La sua realtà quotidiana, però, é ormai da anni a Trieste, all´università , in quella che oggi si chiama azienda ospedaliera, dove è diventato ricercatore, cattedratico, scienziato di fama, e adesso è stato appena chiamato a dirigere l´istituto di medicina clinica.
Una vita non certo da mediano quella del prof. Renzo Carretta. Anzi un cursus honorum in progress. Il primo apprendistato all´ospedale di Schio dove conobbe il padre della futura moglie, il prof. Domenico Corà , allora primario al De Lellis. La laurea in medicina e quattro
specializzazioni a Padova, in un percorso che lo ha proiettato al livello di superspecialista di caratura europea nell´ipertensione arteriosa. Il suo primo incarico da assistente a Montecchio, in un periodo in cui lì lavorava come pediatra Enrico Hüllweck, un´esperienza per oltre un anno all´università di Padova, e poi nel 1974 il salto di qualità all´ateneo di Trieste, dove è diventato, fra l´altro, responsabile del centro per lo studio e la cura dell´ipertensione arteriosa, una struttura che nel 2006 ha ricevuto il rango di unità semplice intradipartimentale di cardioangiologia preventiva.
Ora la promozione alla direzione della clinica medica, ma nel suo curriculum tanti altri titoli di merito, fra cui centinaia di pubblicazioni sulle riviste top del mondo scientifico. Insomma un medico del gotha internazionale.
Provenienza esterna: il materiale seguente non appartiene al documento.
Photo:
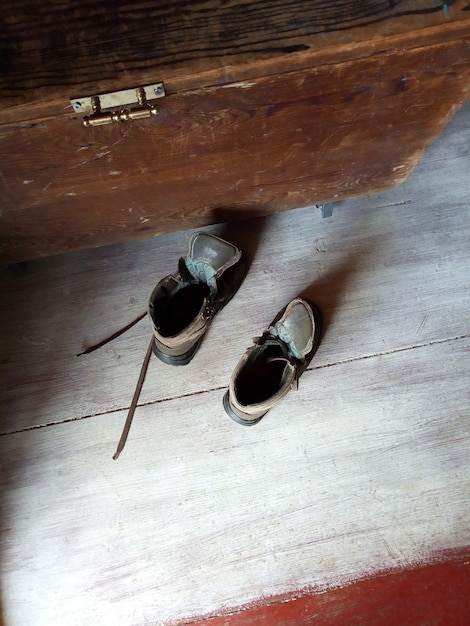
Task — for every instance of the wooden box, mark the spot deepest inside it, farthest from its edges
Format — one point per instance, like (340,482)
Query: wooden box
(269,105)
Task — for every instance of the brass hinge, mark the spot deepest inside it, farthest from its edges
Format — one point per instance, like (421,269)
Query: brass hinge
(116,106)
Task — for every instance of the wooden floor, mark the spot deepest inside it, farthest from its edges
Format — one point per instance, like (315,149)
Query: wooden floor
(366,468)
Carretta nasce nefrologo e diventa cardiologo, una contaminazione giustificata dal nesso fra ipertensione e rene. L´ultima passione è stata la reumatologia. La cultura dell´ipertensione, però, prima di tutto, un imprinting marchiato sulla pelle nella pur breve frequentazione del San Bortolo quando era ancora studente, da quella tesi sull´ipertensione di origine renale costruita con il dott. Giorgio Bazzato, che poi avrebbe fatto il primario a Mestre, e con il prof. Corà , che nel frattempo era passato da Schio a Vicenza per guidare la medicina terza.
Un ricordo che scuote l´orgoglio berico: «L´ospedale di Vicenza, negli anni Settanta, disponeva di uno strumento per misurare la portata cardiaca che negli Usa non c´era».
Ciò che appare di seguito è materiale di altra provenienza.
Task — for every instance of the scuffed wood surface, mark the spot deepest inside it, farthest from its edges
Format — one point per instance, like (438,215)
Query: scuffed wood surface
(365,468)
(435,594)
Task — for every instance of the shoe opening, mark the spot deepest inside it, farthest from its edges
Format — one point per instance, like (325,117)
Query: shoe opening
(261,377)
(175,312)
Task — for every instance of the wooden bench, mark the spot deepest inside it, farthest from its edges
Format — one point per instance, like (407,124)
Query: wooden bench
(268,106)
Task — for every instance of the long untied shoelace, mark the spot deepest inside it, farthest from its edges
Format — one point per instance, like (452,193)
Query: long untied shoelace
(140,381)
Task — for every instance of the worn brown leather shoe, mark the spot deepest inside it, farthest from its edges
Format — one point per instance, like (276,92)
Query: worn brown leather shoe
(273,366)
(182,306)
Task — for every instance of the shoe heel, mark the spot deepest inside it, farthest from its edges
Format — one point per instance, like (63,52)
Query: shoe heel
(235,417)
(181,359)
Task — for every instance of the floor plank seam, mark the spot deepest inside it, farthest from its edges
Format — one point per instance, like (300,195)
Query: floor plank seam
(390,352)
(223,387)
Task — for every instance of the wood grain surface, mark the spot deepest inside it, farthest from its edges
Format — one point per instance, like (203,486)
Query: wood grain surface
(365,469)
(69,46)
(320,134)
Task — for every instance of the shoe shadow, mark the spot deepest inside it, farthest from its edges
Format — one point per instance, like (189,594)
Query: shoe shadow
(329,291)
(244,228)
L´umiltà come crisma esistenziale, ma i suoi studi triestini hanno aperto varchi prima inesplorati. Fra gli aspetti innovativi l´applicazione clinica della tonometria arteriosa, un metodo di misurazione della pressione globale che utilizza sul polso o sul collo uno strumento simile a quello adoperato dagli oculisti per il bulbo oculare, e lo studio sull´elasticità dei grandi vasi per compensare le oscillazioni pressorie.
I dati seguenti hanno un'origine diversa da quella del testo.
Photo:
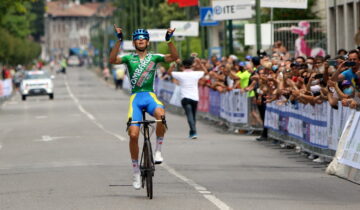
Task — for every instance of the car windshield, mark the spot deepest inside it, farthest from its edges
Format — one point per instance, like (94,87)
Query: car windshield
(36,76)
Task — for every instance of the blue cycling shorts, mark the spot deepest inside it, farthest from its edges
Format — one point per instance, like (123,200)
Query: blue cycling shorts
(143,100)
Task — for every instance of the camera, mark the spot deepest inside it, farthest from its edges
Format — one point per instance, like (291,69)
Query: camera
(350,63)
(332,63)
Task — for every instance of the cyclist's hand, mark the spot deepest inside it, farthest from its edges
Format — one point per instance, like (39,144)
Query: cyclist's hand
(118,32)
(169,34)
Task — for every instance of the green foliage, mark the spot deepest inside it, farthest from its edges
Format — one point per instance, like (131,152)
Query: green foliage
(16,50)
(15,28)
(18,25)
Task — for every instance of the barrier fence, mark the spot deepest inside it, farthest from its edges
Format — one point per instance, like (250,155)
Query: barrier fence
(316,129)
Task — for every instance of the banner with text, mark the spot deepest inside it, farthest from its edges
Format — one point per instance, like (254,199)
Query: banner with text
(304,122)
(232,9)
(295,4)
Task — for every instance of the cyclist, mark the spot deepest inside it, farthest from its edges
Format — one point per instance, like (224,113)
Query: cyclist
(141,71)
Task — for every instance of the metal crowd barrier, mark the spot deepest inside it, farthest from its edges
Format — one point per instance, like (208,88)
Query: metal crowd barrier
(315,129)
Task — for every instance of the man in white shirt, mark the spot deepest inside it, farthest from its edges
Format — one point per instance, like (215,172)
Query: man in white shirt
(188,82)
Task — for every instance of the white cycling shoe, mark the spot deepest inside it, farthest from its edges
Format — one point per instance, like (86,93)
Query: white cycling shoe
(158,157)
(136,181)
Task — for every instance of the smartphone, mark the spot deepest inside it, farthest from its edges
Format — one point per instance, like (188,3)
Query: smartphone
(332,63)
(319,76)
(350,63)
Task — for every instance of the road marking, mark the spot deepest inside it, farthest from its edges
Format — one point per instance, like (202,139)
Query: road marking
(202,190)
(89,115)
(41,117)
(53,138)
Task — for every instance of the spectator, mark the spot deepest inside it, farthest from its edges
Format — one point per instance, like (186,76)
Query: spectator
(188,81)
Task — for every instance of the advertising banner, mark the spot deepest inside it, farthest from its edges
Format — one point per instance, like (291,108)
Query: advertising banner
(185,28)
(295,4)
(127,45)
(214,101)
(1,88)
(232,9)
(304,122)
(351,148)
(157,35)
(203,105)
Ora il prof. Carretta a Dueville ci viene ogni tanto. Un po´ più spesso torna a Vicenza, dove abita il suocero, il prof. Corà : «Gli voglio molto bene. Per me è stato un maestro di vita oltre che di professione». Una famiglia molto legata la sua. La moglie Maria Grazia, sua compagna di corso a Padova, anche lei medico, che gli ha dato due figli, alla carriera ha sempre anteposto la famiglia. «E io le sono molto grato». Sì la nuova patria, fra Miramare e il Castello di San Giusto, «città fantastica che soffre di essere appendice d´Italia», non gli ha fatto dimenticare le radici che ritornano sempre, come quell´immagine di tempi lontani. Il trenino della linea Schio-Vicenza che lo portava fino a Padova. Partenza alle 5. Arrivo alle 8. Uno sferragliare, fra fischi e getti di vapore, che risente ogni mattina su un binario che si è portato via la gioventù e lo ha lanciato verso il futuro.